Tulane will start lefty Beau Sampson on Saturday, who is a transfer from University of Oklahoma. The junior went 1-0 with 10 strikeouts in 10.2 innings pitched out of the bullpen for the Sooners. Against Sampson, Loyola Marymount will counter with Jonah Johnson, who went 5-2 last year with a 5.14 ERA in 35 innings pitched. To close out the weekend slate, sophomore righty Jake Frankel will start for the Wave in his first year with the program. At Liberty last season, Frankel went 4-3 with a 3.40 ERA in 45 innings pitched. He’ll face off against righty Avery Laine, who went 5-1 for the Lions last season with a 4.81 ERA in 67.1 innings pitched.
Tulane leads the all-time series by a 4-2 count, with the Green Wave winning two of three games against LMU last season. It will be the first time that the Wave will face the Lions in Los Angeles, with all previous contests played in New Orleans. It also will be an important test for Tulane’s performance on the West Coast, something that has shown struggles in past performances. The Wave are 24-24 all-time against current schools in the West Coast Conference. The team’s last meeting with a WCC team was last season against Pepperdine, where Tulane lost the series 1-2, losing a pair of one-run games before winning the final game.
Speaking with Tulane on Sports Illustrated, Tulane head baseball coach Jay Uhlman acknowledged some of those prior struggles on the West Coast and how the team was looking to combat that.
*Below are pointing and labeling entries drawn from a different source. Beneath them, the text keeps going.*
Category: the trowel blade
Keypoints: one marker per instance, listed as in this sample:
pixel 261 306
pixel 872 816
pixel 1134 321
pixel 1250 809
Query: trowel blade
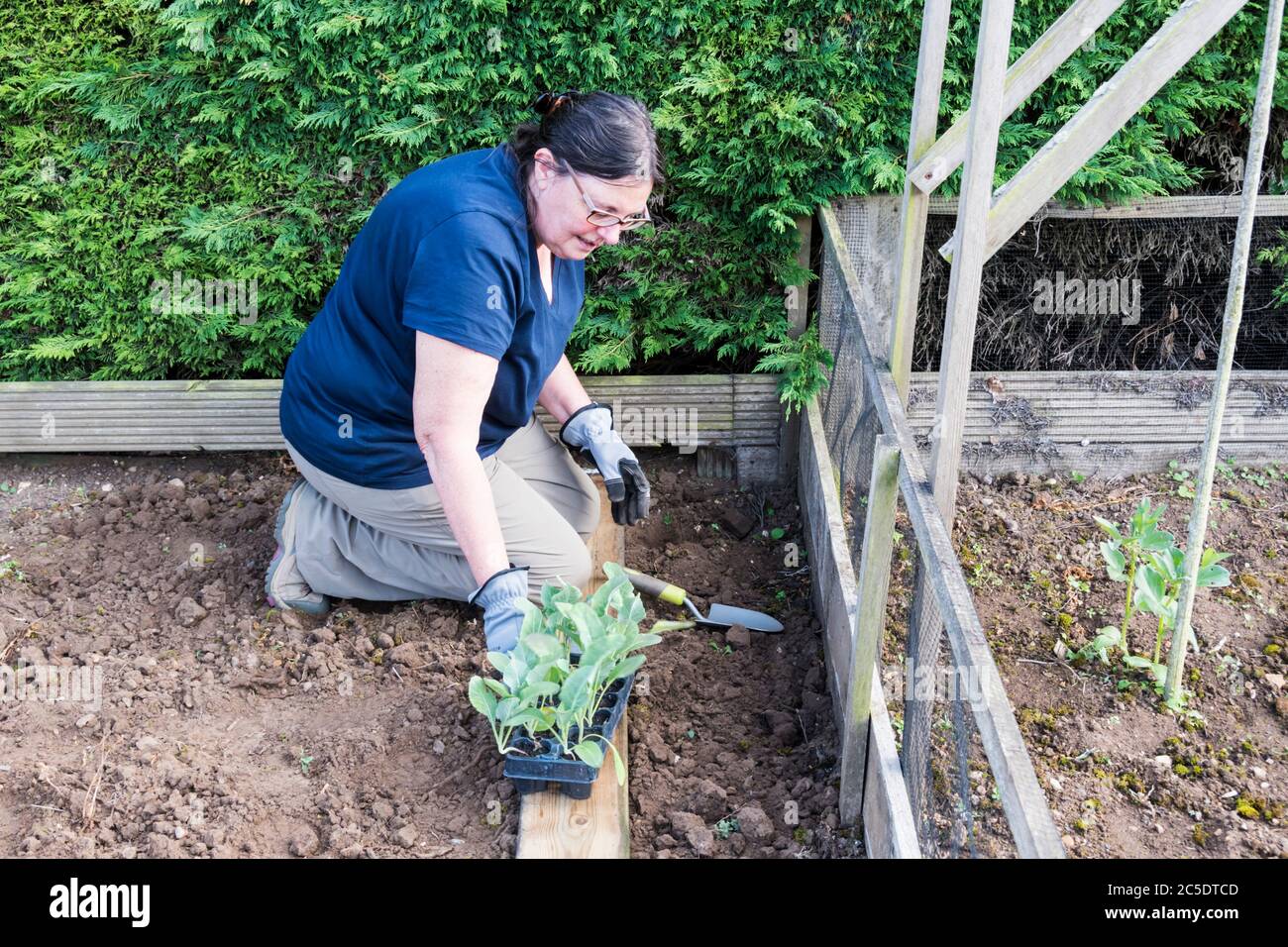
pixel 752 621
The team scrimmaged at 8,5, and 3 last weekend, to simulate the local times for the games at Loyola this weekend, as well as looking to educate the players on the struggles of traveling east to west – the converse, west to east, is always easier.
“Trying to take care of that, and then trying to be ready to go,” Uhlman said. “Try to do a few things different, maybe with travel and when we practice and when we lift, but ultimately it still comes down to the guys on the field and are they prepared or are they not.”
Well, the team has hopes to head to the NCAA tournament, and the first step towards that goal is a win in game one against the Lions.